There’s a reason why running a business while traveling is a goal for so many entrepreneurs. It sounds glamorous, and after all, it’s easy to idealize the image of hopping effortlessly from country to country while money flows into your bank account.
But the reality of becoming a location-independent entrepreneur is much more nuanced. In my own experience running a location-independent business, I’ve found that there are good days when it seems that all of your hard work has paid off and you’re able to strike a perfect balance between work and travel, but there are also bad days when all you want to do is chuck it all away and retreat to the safety of a cubicle.
Learning to weather these ups and downs is part of the process. Fortunately, you can cut your learning curve substantially by learning from others who’ve built location-independent businesses. Here are my top three tips.
1. Build A Location-Independent Structure
One of the first — and best — decisions we made early on in the life of our agency was to build a fully remote team. We knew not only that doing so would lower our overhead costs and let us tap into top talent worldwide but also that if we wanted a mobile lifestyle for ourselves, it was only fair to give our team the same flexibility and freedom.

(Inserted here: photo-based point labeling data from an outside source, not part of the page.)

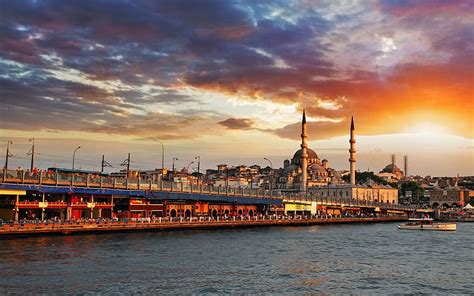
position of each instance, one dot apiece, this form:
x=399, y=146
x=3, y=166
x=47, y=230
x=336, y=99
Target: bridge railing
x=101, y=181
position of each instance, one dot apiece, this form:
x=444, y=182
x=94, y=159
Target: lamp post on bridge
x=32, y=154
x=199, y=168
x=187, y=167
x=162, y=156
x=74, y=155
x=271, y=174
x=8, y=155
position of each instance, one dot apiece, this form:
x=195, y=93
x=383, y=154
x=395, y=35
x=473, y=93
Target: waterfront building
x=306, y=169
x=368, y=191
x=391, y=172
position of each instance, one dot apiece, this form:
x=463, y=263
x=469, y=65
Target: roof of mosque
x=311, y=154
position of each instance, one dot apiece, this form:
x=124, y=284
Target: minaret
x=304, y=154
x=352, y=152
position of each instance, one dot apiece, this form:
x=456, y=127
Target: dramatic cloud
x=149, y=67
x=234, y=123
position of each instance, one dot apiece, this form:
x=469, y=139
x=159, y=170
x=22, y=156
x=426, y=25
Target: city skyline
x=228, y=81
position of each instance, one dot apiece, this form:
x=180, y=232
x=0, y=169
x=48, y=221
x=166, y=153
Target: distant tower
x=304, y=155
x=405, y=158
x=352, y=152
x=393, y=163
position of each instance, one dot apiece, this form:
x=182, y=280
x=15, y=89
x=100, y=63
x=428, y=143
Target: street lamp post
x=271, y=174
x=187, y=167
x=32, y=154
x=199, y=168
x=174, y=158
x=74, y=155
x=172, y=174
x=199, y=163
x=162, y=155
x=8, y=154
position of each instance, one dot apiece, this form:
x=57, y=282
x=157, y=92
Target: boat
x=427, y=224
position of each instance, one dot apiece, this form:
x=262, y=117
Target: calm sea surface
x=331, y=259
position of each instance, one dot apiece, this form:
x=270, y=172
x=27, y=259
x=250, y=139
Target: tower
x=352, y=152
x=304, y=154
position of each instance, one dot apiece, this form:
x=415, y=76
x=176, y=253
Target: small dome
x=317, y=168
x=299, y=153
x=388, y=169
x=290, y=168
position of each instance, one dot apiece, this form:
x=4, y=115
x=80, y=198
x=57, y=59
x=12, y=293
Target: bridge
x=97, y=184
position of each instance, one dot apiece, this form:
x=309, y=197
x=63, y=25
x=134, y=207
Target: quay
x=66, y=228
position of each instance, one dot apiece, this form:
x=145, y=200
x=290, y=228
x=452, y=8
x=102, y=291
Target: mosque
x=307, y=173
x=318, y=171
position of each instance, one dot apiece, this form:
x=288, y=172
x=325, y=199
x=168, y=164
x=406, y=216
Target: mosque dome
x=312, y=157
x=290, y=168
x=317, y=168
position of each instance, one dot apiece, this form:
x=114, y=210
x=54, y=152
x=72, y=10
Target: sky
x=228, y=80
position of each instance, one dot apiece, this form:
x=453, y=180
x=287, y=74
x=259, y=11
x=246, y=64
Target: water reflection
x=361, y=259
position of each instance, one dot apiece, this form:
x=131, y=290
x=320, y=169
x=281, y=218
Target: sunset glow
x=227, y=80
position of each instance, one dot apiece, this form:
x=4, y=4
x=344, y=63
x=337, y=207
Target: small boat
x=427, y=224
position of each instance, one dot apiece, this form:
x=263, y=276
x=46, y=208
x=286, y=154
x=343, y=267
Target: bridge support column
x=17, y=210
x=43, y=209
x=68, y=213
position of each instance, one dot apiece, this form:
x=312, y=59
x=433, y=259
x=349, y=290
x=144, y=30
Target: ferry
x=427, y=224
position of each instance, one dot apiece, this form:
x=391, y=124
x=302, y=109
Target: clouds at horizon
x=155, y=68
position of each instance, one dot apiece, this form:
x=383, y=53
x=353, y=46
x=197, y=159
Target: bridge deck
x=32, y=229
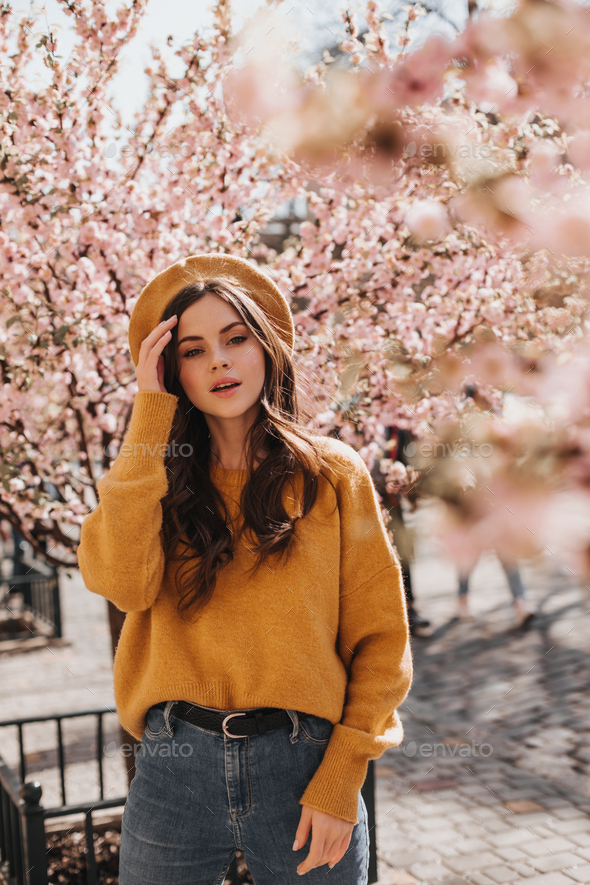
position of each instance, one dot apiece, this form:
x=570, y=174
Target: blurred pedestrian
x=403, y=540
x=524, y=612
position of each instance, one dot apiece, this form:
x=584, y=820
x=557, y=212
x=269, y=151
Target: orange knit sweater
x=325, y=633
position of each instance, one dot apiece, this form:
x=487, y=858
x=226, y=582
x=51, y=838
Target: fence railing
x=40, y=592
x=23, y=849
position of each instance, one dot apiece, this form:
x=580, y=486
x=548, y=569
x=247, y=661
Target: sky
x=316, y=23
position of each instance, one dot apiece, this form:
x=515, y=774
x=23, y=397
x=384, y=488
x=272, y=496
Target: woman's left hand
x=330, y=838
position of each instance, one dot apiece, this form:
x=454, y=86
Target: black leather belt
x=257, y=721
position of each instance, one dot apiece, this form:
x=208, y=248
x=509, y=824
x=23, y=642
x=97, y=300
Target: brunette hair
x=193, y=510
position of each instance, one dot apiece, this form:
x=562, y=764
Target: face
x=208, y=350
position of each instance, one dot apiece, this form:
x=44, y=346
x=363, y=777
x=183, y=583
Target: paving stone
x=511, y=836
x=454, y=880
x=548, y=879
x=481, y=879
x=500, y=874
x=428, y=870
x=479, y=860
x=407, y=858
x=540, y=847
x=567, y=827
x=434, y=837
x=554, y=862
x=567, y=813
x=581, y=874
x=523, y=869
x=466, y=846
x=475, y=830
x=581, y=839
x=511, y=854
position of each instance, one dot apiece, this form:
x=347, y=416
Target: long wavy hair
x=195, y=519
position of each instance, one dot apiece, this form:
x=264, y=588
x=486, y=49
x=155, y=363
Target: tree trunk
x=116, y=621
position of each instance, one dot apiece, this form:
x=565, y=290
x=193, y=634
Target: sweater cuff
x=335, y=786
x=149, y=427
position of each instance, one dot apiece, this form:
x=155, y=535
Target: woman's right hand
x=150, y=366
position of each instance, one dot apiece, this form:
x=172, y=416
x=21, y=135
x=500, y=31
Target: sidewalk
x=492, y=783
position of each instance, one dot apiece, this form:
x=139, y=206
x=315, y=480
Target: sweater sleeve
x=373, y=642
x=120, y=552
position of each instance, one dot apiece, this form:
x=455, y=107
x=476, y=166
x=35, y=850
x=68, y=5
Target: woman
x=265, y=648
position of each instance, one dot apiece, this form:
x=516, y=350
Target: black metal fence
x=23, y=848
x=40, y=591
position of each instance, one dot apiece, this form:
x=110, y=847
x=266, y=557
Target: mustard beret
x=162, y=289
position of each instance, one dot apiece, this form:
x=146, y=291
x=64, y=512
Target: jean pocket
x=155, y=724
x=316, y=730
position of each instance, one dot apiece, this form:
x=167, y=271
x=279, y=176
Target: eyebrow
x=221, y=331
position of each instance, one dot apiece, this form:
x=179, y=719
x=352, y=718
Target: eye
x=238, y=338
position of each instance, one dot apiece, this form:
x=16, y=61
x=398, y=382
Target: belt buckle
x=224, y=727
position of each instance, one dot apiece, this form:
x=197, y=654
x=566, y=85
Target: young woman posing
x=265, y=649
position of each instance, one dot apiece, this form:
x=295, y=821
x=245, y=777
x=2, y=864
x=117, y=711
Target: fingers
x=330, y=839
x=150, y=366
x=158, y=338
x=303, y=828
x=341, y=851
x=317, y=851
x=150, y=339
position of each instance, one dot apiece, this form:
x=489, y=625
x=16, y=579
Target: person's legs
x=462, y=603
x=524, y=611
x=403, y=543
x=268, y=774
x=177, y=828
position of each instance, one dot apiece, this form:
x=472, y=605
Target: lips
x=226, y=380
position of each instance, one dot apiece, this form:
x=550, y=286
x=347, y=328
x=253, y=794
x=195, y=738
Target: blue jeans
x=197, y=795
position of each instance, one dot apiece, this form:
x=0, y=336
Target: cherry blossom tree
x=415, y=274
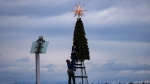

But building a remote team can require taking different steps than running a location-based office. For instance:
• Put the right tools in place. For planning, I like Asana and Basecamp. Toggl is great for time tracking, and Trello is great for letting remote teams work through complex projects together.
• Overcommunicate. You often can’t make assumptions when running a remote team — and you can’t rely on in-person chats to form connections. Make communicating everything from project statuses to personal updates deliberate and intentional (even if that sometimes means staying up late or getting up early to talk to a remote team member).
• Create processes and document procedures. When you’re remote, your team can’t count on being able to ask you questions as needed, in the moment. That’s where your process documentation comes in. Not only can things like onboarding workflows or project checklists answer these questions, but they also can ensure that your work is carried out in a consistent, quality way.
If you want to go remote at some point in the future, plan for it from the start. Don’t assume that you’ll be able to smoothly transition from an in-person workforce to one where you never meet face-to-face. Build the systems and processes you want to have from the start to avoid costly, time-consuming restructuring.
2. Get The Right People On Your Team
Not everyone can work successfully in a remote environment. And there are trade-offs you’ll likely have to make if you want to grow your location-independent business.
For example, since you won’t have direct, day-to-day oversight over your team, you may need to pay more for rock stars who are at the top of their games and who can manage their workloads independently. It isn’t necessarily a mistake to get the cheapest talent you can find, but know that it could cost you in terms of increased time spent on management and oversight — which you probably want to avoid when you’re building a location-independent business. Since the goal of becoming location independent is usually to be able to get out and enjoy the places you’re visiting, it’s often preferable to free up your time by working with higher quality talent that needs less back and forth.
Before your remote business gets off the ground, think about the ideal structure needed to sustain it. Figure out who you need, what they’ll cost and when you’ll bring them on. It’s a lot easier to think through this ahead of time than it is to try to rework your company’s structure once you’re established.
3. Don’t Give Up Too Quickly
I can’t tell you how many times I’ve felt like giving up in the 11 years I’ve been running our agency. We’ve had clients who’ve cut off all contact with us without warning, clients who won’t pay their bills and clients whose campaigns have failed because they wouldn’t follow the guidance we’ve given them.
Then there are the particular challenges of building a location-independent business that facilitates regular travel. A late flight can disrupt a whole day of carefully planned meetings (and taking the 3 a.m. flight isn’t uncommon). Having to pop online to answer emails sometimes means taking time away from my family — the very reason that global travel is so important to me.
But if I’ve learned anything from this process, it’s that the people who are successful in business aren’t necessarily the smartest or the most well-connected. They’re the ones who never give up.
Early on, I learned to love knowing that I could stick it out through tough situations that would’ve been breaking points for other people. Knowing that what I’m going through is something that would make someone else want to quit has always made me want to persevere — to keep pushing through.
That idea may not resonate with you in the same way, but it doesn’t matter as long as you develop the mindset that allows you to keep going when quitting would be easier. Don’t give up. Hard times don’t last forever. If you’re truly committed to traveling the globe while balancing a location-independent business, you can find the grit and perseverance needed to make it happen.